As I say, the Longprimer Sovereign has met with a very pleasing reception, but the process of checking the running sheets and of seeing the Bibles in print raised a question in our minds: what if we could go back to where the Longprimer began? What if we could recreate the Longprimer as it was originally made to be, as its first typesetter saw it? The Longprimer first appears on our Allan’s price lists after its first printing in 1952: what it did look like then?

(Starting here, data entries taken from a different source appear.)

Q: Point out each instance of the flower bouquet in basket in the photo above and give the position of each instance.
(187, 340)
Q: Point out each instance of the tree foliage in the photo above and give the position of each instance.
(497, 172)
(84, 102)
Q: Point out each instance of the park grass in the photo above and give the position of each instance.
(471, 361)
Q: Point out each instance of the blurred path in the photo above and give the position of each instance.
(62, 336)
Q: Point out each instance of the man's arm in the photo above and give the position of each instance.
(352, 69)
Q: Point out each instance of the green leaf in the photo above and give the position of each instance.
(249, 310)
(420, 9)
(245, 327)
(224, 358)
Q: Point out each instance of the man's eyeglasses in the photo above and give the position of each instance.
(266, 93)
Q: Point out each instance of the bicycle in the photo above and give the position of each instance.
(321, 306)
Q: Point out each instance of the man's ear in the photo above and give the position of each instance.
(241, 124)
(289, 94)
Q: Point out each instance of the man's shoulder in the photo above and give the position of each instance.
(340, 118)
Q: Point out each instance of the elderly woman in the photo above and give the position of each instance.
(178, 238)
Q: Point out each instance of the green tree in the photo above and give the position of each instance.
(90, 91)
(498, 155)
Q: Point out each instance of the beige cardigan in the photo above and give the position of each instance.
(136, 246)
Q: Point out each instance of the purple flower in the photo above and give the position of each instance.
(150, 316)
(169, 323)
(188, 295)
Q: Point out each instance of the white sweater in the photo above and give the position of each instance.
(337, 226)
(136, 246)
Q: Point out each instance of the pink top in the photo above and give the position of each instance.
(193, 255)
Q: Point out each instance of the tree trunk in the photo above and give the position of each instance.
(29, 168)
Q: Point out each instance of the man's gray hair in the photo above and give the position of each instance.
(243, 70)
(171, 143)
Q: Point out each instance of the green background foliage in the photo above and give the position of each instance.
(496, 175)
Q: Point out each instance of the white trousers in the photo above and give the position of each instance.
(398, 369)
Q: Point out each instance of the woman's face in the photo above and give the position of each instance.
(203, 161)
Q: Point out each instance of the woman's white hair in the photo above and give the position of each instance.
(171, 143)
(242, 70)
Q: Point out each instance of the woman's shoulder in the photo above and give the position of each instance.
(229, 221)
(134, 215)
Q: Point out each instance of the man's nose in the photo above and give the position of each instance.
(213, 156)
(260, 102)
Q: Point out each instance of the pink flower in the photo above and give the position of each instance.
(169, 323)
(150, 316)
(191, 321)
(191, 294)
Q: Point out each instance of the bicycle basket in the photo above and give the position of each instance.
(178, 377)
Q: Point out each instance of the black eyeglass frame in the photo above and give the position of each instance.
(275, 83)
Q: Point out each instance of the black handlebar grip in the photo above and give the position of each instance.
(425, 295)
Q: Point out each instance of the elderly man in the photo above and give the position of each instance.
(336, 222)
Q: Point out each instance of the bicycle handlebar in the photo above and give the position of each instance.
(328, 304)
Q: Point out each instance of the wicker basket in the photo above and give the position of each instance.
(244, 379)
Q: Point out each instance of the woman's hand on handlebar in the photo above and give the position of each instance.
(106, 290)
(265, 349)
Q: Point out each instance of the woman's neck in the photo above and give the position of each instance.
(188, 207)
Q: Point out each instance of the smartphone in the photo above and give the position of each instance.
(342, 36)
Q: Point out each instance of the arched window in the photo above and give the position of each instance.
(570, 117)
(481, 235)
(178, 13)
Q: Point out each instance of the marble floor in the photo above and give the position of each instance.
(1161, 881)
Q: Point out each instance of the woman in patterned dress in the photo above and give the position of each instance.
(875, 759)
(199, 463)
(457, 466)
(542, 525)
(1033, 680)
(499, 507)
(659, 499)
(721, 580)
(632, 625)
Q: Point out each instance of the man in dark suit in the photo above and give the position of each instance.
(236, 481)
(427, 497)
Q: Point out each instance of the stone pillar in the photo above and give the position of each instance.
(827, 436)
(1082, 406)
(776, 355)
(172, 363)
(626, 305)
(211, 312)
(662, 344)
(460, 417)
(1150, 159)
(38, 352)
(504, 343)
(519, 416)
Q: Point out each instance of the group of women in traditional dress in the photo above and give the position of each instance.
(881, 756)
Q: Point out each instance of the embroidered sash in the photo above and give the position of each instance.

There are two key ways in which the text we have been selling as the Longprimer differs from the original. The first is that there are a fairly large number of places in which the type is ‘broken’, in that the original metal letters either got somewhat squashed or where little pieces broke off completely during the 30 years or so when it was printed from metal type. The second is that once this original metal type setting had been transferred to film so as to be printed by offset lithography, sometime in the late 1970s/early 1980s, the image of each letter ‘spread’ over time as the film degraded, so that the scanned image we use to print from now – although it will not degrade further – carries the hallmarks of this half-century and more of use and misuse.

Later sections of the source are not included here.